Branch offices, which previously required stacks of hardware to connect securely to corporate resources, can be provisioned with lightweight edge devices that offload security processing to the cloud. Remote users can connect directly to applications with the same level of policy enforcement they would receive on the corporate network, without requiring all traffic to backhaul through a central point of inspection.

Infosecurity Magazine has documented the six areas critical to protecting distributed infrastructures, including how securing distributed workforces requires adopting zero trust, AI-based monitoring, and cloud-delivered security models such as SASE to address the realities of how users and applications now operate. Each of these areas represents a function that SASE architectures are designed to address in a unified way rather than through separate point solutions.

From a management perspective, a SASE platform replaces multiple consoles and disconnected policy systems with a single interface. Security policies defined centrally are applied consistently wherever users connect, and changes propagate across all locations without requiring manual updates to individual devices. For organizations managing large numbers of distributed sites or remote users, this represents a significant reduction in operational overhead.

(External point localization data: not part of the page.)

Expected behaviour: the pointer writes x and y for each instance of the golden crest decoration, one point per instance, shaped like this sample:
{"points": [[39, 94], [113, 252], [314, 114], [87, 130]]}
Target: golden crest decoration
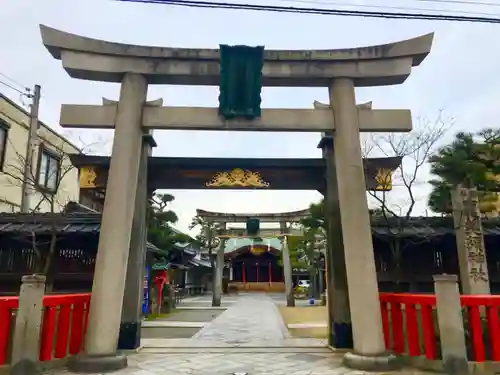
{"points": [[87, 177], [257, 250], [237, 178], [383, 179]]}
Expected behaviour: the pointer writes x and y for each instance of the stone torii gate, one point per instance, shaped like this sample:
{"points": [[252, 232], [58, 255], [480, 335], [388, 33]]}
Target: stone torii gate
{"points": [[283, 219], [134, 67]]}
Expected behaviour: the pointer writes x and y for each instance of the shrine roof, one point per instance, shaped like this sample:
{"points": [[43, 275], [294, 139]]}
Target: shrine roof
{"points": [[77, 220], [426, 226], [234, 244]]}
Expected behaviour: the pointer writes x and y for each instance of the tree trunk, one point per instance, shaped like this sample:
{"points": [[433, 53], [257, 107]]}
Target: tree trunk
{"points": [[396, 269], [313, 285]]}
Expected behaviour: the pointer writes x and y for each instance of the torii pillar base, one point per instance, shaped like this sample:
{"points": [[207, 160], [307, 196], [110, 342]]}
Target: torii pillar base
{"points": [[98, 364], [377, 363]]}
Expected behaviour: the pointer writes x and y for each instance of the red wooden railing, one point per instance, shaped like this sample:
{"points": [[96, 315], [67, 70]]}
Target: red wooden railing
{"points": [[64, 322], [404, 335]]}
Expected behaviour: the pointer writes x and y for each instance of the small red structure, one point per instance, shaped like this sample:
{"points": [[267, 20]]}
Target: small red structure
{"points": [[63, 327], [160, 280], [406, 339]]}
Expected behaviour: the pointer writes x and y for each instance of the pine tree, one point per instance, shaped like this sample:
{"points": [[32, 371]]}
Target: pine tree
{"points": [[472, 160]]}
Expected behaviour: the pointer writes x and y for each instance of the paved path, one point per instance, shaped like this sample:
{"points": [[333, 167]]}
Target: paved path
{"points": [[253, 317]]}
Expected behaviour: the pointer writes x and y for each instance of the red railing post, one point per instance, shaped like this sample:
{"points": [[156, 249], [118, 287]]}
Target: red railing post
{"points": [[397, 327], [7, 304], [428, 331], [412, 329], [48, 331], [494, 332]]}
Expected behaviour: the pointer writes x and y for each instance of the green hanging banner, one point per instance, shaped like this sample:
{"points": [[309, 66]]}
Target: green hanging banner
{"points": [[240, 81], [253, 226]]}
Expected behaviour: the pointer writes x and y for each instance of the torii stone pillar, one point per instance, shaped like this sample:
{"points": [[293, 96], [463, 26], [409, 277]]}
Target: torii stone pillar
{"points": [[114, 238], [219, 269], [287, 267], [130, 328], [369, 347], [339, 314], [98, 60]]}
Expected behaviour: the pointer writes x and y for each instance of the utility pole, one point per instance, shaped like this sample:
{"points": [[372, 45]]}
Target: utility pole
{"points": [[30, 151]]}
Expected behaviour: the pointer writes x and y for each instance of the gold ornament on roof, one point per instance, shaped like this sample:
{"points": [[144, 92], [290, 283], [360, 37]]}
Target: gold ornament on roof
{"points": [[87, 177], [383, 179], [237, 178]]}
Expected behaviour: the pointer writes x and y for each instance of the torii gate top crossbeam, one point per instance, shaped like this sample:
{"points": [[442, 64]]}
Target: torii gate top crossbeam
{"points": [[223, 217], [99, 60]]}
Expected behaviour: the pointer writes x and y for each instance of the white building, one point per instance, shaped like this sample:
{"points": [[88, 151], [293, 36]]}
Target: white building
{"points": [[53, 182]]}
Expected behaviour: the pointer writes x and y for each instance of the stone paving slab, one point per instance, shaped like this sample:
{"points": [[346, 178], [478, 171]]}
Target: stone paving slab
{"points": [[307, 325], [230, 363], [253, 317], [174, 324], [201, 308], [200, 343], [243, 349]]}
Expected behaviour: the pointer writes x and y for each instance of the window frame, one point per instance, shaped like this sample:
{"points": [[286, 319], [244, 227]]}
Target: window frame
{"points": [[5, 127], [42, 149]]}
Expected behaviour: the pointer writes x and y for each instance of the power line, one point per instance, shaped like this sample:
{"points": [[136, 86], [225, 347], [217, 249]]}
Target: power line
{"points": [[15, 89], [462, 2], [14, 81], [337, 12], [453, 11]]}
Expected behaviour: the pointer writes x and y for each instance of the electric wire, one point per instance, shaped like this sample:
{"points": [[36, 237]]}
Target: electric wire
{"points": [[319, 11], [17, 83], [357, 5], [462, 2], [13, 88]]}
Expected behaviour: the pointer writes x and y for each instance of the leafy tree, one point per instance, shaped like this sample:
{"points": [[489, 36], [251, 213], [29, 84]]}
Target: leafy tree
{"points": [[207, 238], [160, 220], [394, 211], [471, 160]]}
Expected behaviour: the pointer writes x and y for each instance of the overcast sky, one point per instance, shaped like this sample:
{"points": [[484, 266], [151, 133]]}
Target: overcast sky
{"points": [[461, 75]]}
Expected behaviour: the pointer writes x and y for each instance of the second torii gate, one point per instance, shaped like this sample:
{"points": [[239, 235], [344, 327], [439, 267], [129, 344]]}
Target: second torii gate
{"points": [[137, 66]]}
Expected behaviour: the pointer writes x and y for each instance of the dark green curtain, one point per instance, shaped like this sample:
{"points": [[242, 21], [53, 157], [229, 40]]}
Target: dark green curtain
{"points": [[240, 81]]}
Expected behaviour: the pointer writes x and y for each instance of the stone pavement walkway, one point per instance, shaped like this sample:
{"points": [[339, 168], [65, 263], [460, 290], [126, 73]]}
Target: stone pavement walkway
{"points": [[249, 338], [253, 317]]}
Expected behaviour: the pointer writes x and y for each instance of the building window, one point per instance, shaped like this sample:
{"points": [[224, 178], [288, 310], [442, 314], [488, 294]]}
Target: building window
{"points": [[49, 167], [4, 131]]}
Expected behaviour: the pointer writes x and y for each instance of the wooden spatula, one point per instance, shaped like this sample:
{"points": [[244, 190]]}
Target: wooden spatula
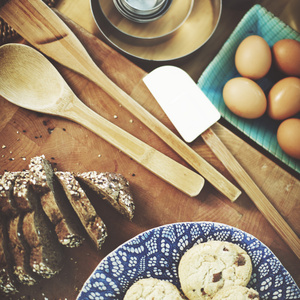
{"points": [[29, 80], [40, 26]]}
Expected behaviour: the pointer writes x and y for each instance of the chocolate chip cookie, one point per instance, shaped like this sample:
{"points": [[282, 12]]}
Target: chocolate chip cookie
{"points": [[152, 288], [208, 267]]}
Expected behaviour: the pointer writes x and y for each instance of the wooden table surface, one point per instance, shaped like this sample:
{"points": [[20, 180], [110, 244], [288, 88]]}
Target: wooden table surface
{"points": [[73, 148]]}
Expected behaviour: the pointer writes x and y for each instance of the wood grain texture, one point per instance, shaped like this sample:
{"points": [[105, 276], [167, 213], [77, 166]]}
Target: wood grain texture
{"points": [[71, 147], [44, 30]]}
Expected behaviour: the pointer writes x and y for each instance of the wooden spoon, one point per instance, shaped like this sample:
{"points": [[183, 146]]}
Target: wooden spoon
{"points": [[29, 80], [44, 30]]}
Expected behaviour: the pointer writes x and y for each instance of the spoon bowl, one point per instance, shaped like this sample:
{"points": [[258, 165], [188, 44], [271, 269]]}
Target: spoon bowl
{"points": [[29, 80]]}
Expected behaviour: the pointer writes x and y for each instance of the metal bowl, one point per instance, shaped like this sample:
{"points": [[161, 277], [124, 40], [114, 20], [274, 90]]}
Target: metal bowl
{"points": [[193, 34], [166, 25], [143, 7], [141, 17]]}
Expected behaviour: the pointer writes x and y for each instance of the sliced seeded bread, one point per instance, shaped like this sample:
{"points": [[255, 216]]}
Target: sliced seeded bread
{"points": [[46, 253], [54, 202], [7, 205], [20, 252], [113, 187], [8, 282], [20, 192], [92, 223]]}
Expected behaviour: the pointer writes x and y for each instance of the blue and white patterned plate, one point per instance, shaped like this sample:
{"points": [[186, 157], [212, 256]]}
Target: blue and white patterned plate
{"points": [[257, 21], [157, 252]]}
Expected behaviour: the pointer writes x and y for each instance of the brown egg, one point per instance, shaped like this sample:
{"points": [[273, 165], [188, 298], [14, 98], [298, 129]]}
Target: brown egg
{"points": [[288, 136], [244, 98], [286, 56], [284, 98], [253, 57]]}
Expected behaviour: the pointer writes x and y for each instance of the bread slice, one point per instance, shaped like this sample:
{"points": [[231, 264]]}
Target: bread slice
{"points": [[20, 192], [81, 204], [7, 205], [113, 188], [54, 202], [20, 252], [46, 253], [8, 282]]}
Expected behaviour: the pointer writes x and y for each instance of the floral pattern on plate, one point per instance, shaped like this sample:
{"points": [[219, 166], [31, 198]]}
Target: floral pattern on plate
{"points": [[157, 252]]}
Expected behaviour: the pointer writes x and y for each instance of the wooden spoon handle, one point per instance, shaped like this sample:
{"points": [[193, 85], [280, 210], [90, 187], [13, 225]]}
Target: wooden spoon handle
{"points": [[164, 167], [252, 190], [40, 26]]}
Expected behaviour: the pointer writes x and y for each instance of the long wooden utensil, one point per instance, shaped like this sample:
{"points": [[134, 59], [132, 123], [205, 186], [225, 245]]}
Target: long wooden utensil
{"points": [[253, 191], [41, 27], [29, 80], [173, 100]]}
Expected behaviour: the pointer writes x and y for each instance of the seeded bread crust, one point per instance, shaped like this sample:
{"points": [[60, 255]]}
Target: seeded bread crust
{"points": [[7, 205], [46, 253], [54, 203], [113, 188], [20, 192], [89, 218], [8, 282], [20, 253]]}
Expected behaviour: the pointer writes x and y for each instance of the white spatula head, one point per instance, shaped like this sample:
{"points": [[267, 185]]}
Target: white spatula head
{"points": [[182, 100]]}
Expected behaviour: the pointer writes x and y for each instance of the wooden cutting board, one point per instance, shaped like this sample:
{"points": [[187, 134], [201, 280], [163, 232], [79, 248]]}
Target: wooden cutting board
{"points": [[70, 147]]}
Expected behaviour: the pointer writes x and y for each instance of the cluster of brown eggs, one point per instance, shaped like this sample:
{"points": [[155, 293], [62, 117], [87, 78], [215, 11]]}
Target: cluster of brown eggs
{"points": [[245, 98]]}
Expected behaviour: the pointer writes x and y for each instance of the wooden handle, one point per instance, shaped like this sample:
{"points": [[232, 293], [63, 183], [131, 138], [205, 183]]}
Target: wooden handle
{"points": [[252, 190], [161, 165], [40, 26]]}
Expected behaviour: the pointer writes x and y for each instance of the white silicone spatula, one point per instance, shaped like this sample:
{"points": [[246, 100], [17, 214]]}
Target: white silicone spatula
{"points": [[166, 81], [184, 103]]}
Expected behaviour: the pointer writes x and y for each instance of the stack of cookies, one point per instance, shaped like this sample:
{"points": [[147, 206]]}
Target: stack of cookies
{"points": [[211, 270], [216, 270]]}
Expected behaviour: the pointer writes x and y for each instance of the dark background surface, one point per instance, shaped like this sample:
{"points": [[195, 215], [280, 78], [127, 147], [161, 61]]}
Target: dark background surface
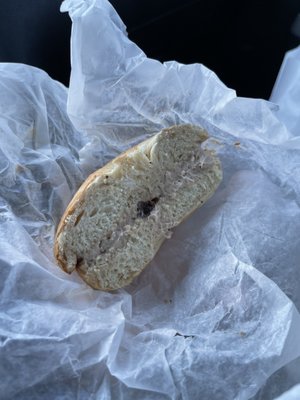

Who Benefits Most From SASE Adoption

Organizations with distributed workforces, multiple branch locations, or significant cloud adoption are the primary candidates for SASE. These are the environments where the limitations of traditional architectures are most acute, and where the operational and security benefits of convergence are most pronounced.

Enterprises that have grown through acquisition and operate a patchwork of inherited security tools also stand to benefit from consolidating around a unified architecture. The same applies to organizations operating in regulated industries that must demonstrate consistent, auditable policy enforcement across all users and systems, regardless of location.

Smaller organizations should not assume SASE is only relevant at scale. Cloud-delivered security removes much of the capital investment and operational complexity that traditionally made enterprise-grade security inaccessible to smaller teams, and the same architectural principles apply regardless of the number of users being protected.

Frequently Asked Questions

What is SASE and how does it differ from traditional network security?

SASE is a cloud-delivered framework that combines wide-area networking and security functions into a single architecture. Traditional network security relies on inspecting traffic at a central perimeter and granting broad network access after authentication. SASE moves security enforcement to the cloud, applies controls at the point closest to the user, and limits access to specific applications based on continuously verified identity and device context rather than network location.

What security capabilities are included in a SASE architecture?

A SASE framework typically includes zero trust network access, a cloud access security broker, a secure web gateway, firewall as a service, and software-defined wide-area networking. These components work together to control who can access what, inspect traffic for threats, enforce data protection policies, and route traffic efficiently regardless of where users or applications are located. The specific combination of capabilities varies by implementation, but the defining characteristic of SASE is that these functions are delivered from the cloud as a unified platform.

Is SASE a product or a framework?

SASE is a framework and an architectural approach, not a specific product. It describes how networking and security capabilities should be converged and delivered rather than specifying a particular vendor solution. Organizations implementing SASE may do so through a single vendor platform that covers all the components, or through a combination of services that together fulfill the architectural requirements. The key characteristic is that the capabilities are cloud-delivered, policy-driven, and managed as a unified system rather than as a collection of independent tools.